Wie eine Meditation mit Bewegung
22:30 Minuten
Viele verbinden Karate mit Actionfilmen und zergeschlagenen Ziegelsteinen. Aber der Kampfsport hat nichts mit Schlägereien zu tun, sondern viel mit Gleichgewichtssinn und innerer Ruhe. Inzwischen wird er sogar im Reha-Sport eingesetzt.
Kiyou Shimizu will bei den Olympischen Spielen in Tokio für Japan im Karate antreten. Sie sagt: "Wir sind die allerersten Karateka, die jetzt diesen neuen Weg beschreiten. Es gibt nichts und niemanden an dem wir uns orientieren können. Also bleibt uns nichts anderes, als uns so gut wie irgend möglich auf das Ereignis vorzubereiten. Natürlich löst die hohe Erwartungshaltung um einen herum großen Druck aus."

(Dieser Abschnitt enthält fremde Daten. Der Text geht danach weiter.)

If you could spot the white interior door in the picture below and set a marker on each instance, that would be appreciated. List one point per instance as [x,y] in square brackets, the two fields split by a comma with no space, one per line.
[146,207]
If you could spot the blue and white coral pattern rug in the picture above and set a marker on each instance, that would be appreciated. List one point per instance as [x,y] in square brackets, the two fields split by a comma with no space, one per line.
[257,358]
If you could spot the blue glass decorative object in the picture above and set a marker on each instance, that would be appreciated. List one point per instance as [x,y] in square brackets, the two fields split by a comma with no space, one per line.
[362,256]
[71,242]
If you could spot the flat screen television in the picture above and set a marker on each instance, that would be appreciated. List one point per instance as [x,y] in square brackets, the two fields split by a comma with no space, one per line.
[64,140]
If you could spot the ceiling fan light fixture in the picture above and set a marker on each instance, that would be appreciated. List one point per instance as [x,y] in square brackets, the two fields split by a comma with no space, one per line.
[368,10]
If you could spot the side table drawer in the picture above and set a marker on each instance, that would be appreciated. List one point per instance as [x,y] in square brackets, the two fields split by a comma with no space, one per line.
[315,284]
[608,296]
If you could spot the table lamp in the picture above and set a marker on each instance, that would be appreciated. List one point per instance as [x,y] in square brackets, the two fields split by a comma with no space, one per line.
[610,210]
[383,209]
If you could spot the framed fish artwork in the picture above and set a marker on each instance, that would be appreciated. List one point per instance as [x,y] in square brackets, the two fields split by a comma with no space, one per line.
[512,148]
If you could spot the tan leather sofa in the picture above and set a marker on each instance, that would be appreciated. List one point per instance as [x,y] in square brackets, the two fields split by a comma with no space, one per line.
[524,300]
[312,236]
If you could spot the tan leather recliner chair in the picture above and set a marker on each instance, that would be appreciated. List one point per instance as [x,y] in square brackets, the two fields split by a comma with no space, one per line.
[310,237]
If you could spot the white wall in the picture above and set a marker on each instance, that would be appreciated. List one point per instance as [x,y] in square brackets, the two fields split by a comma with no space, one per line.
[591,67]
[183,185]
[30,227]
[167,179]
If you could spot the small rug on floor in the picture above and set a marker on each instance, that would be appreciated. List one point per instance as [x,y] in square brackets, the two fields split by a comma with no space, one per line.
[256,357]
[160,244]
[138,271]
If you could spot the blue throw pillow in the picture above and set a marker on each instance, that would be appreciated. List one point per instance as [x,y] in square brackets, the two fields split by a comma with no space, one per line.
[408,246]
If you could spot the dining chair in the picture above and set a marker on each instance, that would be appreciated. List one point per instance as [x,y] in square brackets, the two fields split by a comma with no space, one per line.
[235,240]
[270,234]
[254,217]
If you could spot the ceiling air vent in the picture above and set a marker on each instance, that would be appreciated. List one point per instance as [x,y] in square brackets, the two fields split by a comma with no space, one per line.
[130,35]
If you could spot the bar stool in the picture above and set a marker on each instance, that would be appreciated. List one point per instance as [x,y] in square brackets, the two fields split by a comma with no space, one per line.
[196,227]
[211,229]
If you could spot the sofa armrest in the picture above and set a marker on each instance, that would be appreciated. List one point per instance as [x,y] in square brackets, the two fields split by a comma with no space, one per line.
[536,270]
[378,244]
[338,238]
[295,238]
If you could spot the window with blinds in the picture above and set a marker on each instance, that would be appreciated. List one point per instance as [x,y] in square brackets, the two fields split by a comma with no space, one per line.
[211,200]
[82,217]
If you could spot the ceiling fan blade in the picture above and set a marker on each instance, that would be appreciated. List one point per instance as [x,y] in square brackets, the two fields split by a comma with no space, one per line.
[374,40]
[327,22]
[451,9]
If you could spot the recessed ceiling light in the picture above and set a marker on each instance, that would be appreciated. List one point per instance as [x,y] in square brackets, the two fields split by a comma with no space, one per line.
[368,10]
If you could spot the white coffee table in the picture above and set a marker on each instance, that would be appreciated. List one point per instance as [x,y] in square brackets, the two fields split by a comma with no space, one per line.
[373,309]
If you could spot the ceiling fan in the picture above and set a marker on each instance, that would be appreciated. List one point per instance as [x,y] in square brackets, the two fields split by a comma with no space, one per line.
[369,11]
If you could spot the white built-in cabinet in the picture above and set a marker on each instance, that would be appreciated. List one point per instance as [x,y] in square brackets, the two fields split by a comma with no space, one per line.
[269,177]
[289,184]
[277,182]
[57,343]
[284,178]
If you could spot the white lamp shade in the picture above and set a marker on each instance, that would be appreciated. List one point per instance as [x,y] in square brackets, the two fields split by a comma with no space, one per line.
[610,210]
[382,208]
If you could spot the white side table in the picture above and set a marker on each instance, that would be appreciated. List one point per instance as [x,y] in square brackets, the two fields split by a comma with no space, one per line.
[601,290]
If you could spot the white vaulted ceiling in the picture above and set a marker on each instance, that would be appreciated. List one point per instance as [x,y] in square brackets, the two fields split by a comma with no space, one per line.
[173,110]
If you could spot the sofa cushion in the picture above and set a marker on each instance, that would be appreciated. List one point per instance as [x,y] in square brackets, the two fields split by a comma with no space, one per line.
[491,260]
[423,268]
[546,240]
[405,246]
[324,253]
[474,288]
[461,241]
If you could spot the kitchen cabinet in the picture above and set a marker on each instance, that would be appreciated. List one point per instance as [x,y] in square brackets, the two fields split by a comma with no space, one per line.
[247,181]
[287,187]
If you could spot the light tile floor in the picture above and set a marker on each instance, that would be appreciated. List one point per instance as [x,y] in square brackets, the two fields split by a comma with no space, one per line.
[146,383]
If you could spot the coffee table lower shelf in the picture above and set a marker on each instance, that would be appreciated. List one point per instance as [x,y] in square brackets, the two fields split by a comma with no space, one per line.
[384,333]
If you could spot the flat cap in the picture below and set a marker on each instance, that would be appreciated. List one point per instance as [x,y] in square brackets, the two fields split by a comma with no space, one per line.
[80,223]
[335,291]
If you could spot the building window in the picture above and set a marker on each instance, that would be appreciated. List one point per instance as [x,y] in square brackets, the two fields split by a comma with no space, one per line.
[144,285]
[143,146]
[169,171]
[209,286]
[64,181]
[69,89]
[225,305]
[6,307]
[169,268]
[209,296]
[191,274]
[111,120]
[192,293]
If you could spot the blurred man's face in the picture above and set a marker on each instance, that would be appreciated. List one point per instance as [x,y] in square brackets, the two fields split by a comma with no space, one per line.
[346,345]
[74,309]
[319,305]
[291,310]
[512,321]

Im Karate gibt es zwei Disziplinen, den Zweikampf, Kumite, und die sogenannten Formen, die Kata. Das ist ein Kampf gegen mehrere imaginäre Gegner mit einer festgelegten Abfolge von Techniken und einer fixen räumlichen Choreografie.
"Das Faszinierende an Kata ist, dass ich mich trotz einer festen Form wunderbar persönlich darin ausdrücken kann" sagt Kiyou Shimizu. "Anders als in anderen Sportarten ist die Kata ein historisches Erbe, das viele Jahre von Meister zu Meister weitergegeben wurde. Aber Menschen sind nun mal verschieden, so dass eine Kata trotz fester Vorgaben immer individuell interpretiert wird und ihre Darbietung einzigartig ist."
Kiyou Shimizu ist Kata-Spezialistin. Sie hat je zwei Goldmedaillen gewonnen bei den Karate-Weltmeisterschaften 2014 und 2016, und bei den Asienspielen 2014 und 2018.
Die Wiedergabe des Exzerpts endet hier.